Accolti dalla sua voce roca, nell’introduzione espositiva, si passa alla sala del Teatro che spiega gli anni dell’apprendistato della giovane Maria Luisa Ceciarelli, questo il suo vero nome, nata il 3 novembre 1931, iscritta alla Silvio d’Amico nell’anno accademico 1950-’51, dopo aver compreso, già a 14 anni, che recitare le avrebbe salvato la vita. Il suo maestro è stato Sergio Tofano ovvero il Signor Bonaventura che tirò fuori la sua vena ironica e soprattutto la invitò a cambiar nome. Da lì una carriera sul palcoscenico accanto a figure come Eduardo, Albertazzi, Zeffirelli, Orsini, Andreina Pagnani, Vittorio De Sica. Si passa quindi al Doppiaggio con alcuni video-ascolti in cui Monica Vitti interpreta grandi personaggi, o se stessa come nel film Il grido di Michelangelo Antonioni. È il 1957, l’anno della svolta di Monica che conosce Antonioni, col quale stabilisce un sodalizio sentimentale e artistico che porterà in avanti il cinema italiano, in una dimensione metafisica ed esistenzialista. Dal 1960 al 1964, i due mettono in scena pellicole fondamentali nella storia del cinema come L’avventura, La notte, L’eclisse e Il deserto rosso. Dopo il tempo dell’impegno, venne per lei quello della Commedia che la portò a diventare una diva popolare. A lanciarla è il personaggio di Assunta nel film di Mario Monicelli La ragazza con la pistola del 1968: la Vitti si trasforma in una giovane siciliana che insegue per il mondo l’uomo che l’ha “disonorata” con l’intento di vendicarsi. Da questo momento, Monica Vitti diventa una star di quel genere, la commedia all’italiana, dominato dagli uomini: Vittorio Gassman, Ugo Tognazzi, Nino Manfredi, Marcello Mastroianni. Per lei si sprecano le grandi firme di quell’epoca, Monicelli, appunto, poi Scola, Risi, Loy, Salce, Fondato, Di Palma. Tutti a studiare personaggi adatti alla sua verve ironica di ragazza ingenua e stralunata che riesce a prendersi una rivincita sugli uomini.

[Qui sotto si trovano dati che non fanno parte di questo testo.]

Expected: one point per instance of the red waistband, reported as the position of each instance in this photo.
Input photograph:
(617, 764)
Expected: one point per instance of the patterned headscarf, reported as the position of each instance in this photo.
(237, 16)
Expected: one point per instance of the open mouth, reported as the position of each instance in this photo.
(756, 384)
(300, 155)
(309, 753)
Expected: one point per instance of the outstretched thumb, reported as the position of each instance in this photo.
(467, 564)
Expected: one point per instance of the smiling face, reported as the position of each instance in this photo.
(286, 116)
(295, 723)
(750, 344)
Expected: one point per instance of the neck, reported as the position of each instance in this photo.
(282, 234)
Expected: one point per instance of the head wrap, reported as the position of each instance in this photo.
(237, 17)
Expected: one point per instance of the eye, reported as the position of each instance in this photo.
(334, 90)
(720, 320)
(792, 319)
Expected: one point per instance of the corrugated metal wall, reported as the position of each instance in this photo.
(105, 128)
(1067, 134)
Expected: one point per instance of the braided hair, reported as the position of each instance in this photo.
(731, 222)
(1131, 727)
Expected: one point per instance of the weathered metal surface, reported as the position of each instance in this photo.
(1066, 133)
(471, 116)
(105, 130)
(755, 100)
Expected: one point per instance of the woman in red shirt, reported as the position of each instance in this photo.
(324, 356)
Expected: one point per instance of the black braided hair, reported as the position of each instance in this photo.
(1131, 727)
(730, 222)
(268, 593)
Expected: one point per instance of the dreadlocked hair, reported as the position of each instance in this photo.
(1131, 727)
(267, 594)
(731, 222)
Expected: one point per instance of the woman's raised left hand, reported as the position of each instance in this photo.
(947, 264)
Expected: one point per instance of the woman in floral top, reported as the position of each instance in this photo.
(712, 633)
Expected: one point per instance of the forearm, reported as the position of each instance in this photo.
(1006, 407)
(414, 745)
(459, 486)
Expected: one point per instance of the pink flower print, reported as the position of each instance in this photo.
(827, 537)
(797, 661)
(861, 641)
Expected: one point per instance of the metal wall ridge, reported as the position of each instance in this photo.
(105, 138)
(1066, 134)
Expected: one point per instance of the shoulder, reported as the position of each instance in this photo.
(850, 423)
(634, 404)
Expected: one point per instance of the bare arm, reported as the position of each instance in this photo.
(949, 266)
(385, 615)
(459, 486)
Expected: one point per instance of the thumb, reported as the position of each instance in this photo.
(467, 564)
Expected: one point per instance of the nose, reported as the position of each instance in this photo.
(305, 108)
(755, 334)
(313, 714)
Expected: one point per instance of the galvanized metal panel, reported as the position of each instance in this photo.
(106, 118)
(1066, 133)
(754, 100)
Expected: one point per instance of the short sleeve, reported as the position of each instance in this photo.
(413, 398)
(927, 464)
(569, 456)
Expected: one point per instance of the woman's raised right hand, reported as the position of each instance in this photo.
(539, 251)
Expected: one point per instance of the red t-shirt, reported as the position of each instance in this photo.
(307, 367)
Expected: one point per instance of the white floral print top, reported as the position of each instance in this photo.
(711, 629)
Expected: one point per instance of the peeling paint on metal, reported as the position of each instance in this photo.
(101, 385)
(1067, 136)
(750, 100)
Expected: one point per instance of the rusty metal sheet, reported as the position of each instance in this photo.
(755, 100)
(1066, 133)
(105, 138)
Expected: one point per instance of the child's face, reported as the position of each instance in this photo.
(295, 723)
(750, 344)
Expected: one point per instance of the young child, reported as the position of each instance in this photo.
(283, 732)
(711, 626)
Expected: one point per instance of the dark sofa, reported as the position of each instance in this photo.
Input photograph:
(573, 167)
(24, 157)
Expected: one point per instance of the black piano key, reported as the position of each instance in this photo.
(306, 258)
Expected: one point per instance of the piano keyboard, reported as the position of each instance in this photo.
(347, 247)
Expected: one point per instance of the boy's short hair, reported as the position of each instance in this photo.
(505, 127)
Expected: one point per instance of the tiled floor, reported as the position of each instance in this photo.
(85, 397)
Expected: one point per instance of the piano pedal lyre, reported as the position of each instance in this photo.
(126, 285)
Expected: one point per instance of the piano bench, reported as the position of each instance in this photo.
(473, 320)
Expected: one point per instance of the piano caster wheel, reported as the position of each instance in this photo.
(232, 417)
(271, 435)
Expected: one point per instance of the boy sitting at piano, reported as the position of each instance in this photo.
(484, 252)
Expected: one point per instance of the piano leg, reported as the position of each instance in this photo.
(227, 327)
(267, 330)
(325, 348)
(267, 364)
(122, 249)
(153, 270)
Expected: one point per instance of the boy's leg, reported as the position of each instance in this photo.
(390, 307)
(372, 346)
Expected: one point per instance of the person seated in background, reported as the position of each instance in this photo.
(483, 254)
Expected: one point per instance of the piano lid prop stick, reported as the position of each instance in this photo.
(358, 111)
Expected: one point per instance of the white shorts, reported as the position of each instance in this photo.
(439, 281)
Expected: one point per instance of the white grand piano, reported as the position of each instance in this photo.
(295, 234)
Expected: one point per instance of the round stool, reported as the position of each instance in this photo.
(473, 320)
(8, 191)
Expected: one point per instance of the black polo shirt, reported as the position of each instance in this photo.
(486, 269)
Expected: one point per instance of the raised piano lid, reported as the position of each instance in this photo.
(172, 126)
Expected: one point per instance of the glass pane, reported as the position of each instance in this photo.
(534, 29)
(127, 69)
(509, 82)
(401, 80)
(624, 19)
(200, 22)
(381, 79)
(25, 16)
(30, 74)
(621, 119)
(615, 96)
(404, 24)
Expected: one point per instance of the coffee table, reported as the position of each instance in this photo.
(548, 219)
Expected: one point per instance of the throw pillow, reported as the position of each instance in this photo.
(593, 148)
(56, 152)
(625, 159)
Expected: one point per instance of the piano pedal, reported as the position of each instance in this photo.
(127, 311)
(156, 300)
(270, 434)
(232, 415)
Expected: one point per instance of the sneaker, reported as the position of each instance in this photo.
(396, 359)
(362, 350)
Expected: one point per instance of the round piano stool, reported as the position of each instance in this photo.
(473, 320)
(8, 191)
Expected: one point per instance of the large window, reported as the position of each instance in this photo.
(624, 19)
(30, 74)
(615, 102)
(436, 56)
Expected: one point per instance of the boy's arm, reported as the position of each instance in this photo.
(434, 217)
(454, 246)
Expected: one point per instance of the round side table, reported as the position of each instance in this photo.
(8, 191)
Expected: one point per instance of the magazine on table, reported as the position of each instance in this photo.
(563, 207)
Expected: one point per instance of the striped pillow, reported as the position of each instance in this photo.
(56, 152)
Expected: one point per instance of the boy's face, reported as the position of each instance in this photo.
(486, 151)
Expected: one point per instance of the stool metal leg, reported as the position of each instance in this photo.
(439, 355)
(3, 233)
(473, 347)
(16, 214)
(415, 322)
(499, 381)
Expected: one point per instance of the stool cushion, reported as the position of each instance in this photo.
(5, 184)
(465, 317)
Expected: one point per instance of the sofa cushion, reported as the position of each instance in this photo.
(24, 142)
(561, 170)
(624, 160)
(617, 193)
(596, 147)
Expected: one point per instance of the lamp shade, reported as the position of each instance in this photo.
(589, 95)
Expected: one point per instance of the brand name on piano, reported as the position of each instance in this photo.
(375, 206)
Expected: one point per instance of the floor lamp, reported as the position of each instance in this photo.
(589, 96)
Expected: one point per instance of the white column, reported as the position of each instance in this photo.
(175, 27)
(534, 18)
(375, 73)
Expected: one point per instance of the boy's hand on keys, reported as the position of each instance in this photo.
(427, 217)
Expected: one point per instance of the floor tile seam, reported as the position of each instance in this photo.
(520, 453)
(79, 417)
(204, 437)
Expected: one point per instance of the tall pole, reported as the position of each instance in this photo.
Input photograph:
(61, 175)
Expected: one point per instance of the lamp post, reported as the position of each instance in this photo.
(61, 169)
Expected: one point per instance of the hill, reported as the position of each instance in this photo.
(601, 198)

Ma è soprattutto accanto a Alberto Sordi che la Vitti forgia la sua statura di artista a tutto tondo con film come Polvere di stelle, Amore mio aiutami, Io so che tu sai che io so. La Vitti diventa quindi una protagonista completa del mondo del cinema quale co-sceneggiatrice, autrice e infine regista. Da questo filone nascono pellicole importanti: Teresa la ladra, tratto da un romanzo di Dacia Maraini per la regia di Carlo Di Palma, Flirt e Francesca è mia diretti dal compagno, fotografo e regista Roberto Russo. Poi il debutto alla regia con Scandalo segreto del 1989-90 che sarà l’ultima sua apparizione sul grande schermo. Infine, grazie ai materiali delle Teche Rai, l’esposizione romana presenta la Vitti televisiva con apparizioni, sketch, interviste-confessioni, parodie e duetti.

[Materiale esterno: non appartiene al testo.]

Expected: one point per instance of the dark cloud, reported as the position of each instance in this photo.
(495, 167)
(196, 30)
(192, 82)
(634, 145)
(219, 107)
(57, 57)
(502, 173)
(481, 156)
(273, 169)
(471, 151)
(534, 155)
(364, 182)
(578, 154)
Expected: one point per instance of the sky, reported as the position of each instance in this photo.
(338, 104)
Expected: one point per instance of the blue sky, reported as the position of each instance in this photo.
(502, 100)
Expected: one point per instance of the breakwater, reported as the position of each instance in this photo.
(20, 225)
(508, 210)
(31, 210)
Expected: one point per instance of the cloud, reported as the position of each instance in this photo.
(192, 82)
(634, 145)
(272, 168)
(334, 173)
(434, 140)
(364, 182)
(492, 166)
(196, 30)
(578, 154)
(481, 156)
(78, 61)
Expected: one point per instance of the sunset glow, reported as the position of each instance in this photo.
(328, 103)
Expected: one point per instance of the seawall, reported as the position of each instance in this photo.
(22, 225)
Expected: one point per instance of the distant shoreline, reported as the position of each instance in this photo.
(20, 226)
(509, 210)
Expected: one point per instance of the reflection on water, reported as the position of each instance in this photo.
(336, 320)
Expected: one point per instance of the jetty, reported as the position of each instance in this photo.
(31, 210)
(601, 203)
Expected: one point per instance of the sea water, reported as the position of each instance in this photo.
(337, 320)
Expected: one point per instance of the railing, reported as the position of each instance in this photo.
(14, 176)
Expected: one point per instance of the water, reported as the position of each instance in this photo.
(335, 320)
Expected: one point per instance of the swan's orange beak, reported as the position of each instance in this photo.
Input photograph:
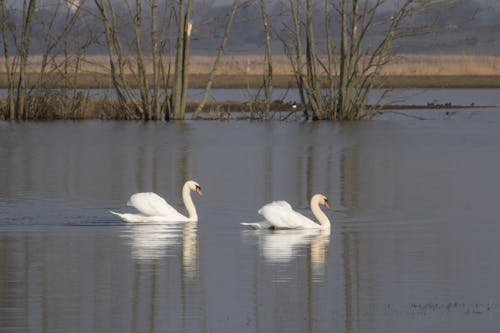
(327, 205)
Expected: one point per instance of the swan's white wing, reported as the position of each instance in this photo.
(151, 204)
(258, 225)
(282, 246)
(281, 215)
(142, 218)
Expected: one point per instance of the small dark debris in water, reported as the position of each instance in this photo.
(434, 308)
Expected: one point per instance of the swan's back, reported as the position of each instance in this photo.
(151, 204)
(281, 215)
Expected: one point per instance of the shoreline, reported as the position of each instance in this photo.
(280, 81)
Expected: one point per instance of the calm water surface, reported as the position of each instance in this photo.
(414, 245)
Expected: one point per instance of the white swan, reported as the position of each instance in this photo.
(154, 208)
(280, 215)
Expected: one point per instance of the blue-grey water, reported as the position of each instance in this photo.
(414, 243)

Fa da sfondo al percorso espositivo la visione su schermo touch di una serie di filmati: cinegiornali dell’Archivio Luce, premiazioni ai festival, set della sua carriera, un’intervista “a tu per tu“ con la videocamera, realizzata da Donatella Baglivo e le video-testimonianze di chi con lei ha lavorato (Dacia Maraini, Giancarlo Giannini, Michele Placido, Vincenzo Salemme, Enrico Vanzina, Laura Delli Colli, Silvia Napolitano, Carlo Molfese). Insomma, un’attrice in controtendenza: ruvida quando tutte erano morbide, bionda quando andavano di moda le more, sottile quando le altre erano opulente, accollata quando le altre erano discinte, esistenzialista quando andava di moda la leggerezza, popolare quando governava la borghesia, rauca quando le altre cinguettavano. Ma, soprattutto, un’interprete che sapeva prendersi in giro accettando ruoli in cui appariva svampita sino a redimersi con rabbia e accanimento. Un’anima divisa in due, una vera attrice capace di trasformarsi, senza chiudersi in un ruolo, incline a inventarsi un nuovo profilo. Una Monica nazionale che passa dalla problematica figura del film La Notte con la crisi di identità e di comunicazione al suo humour in Polvere di stelle sino alla mossa di Nini Tirabusciò.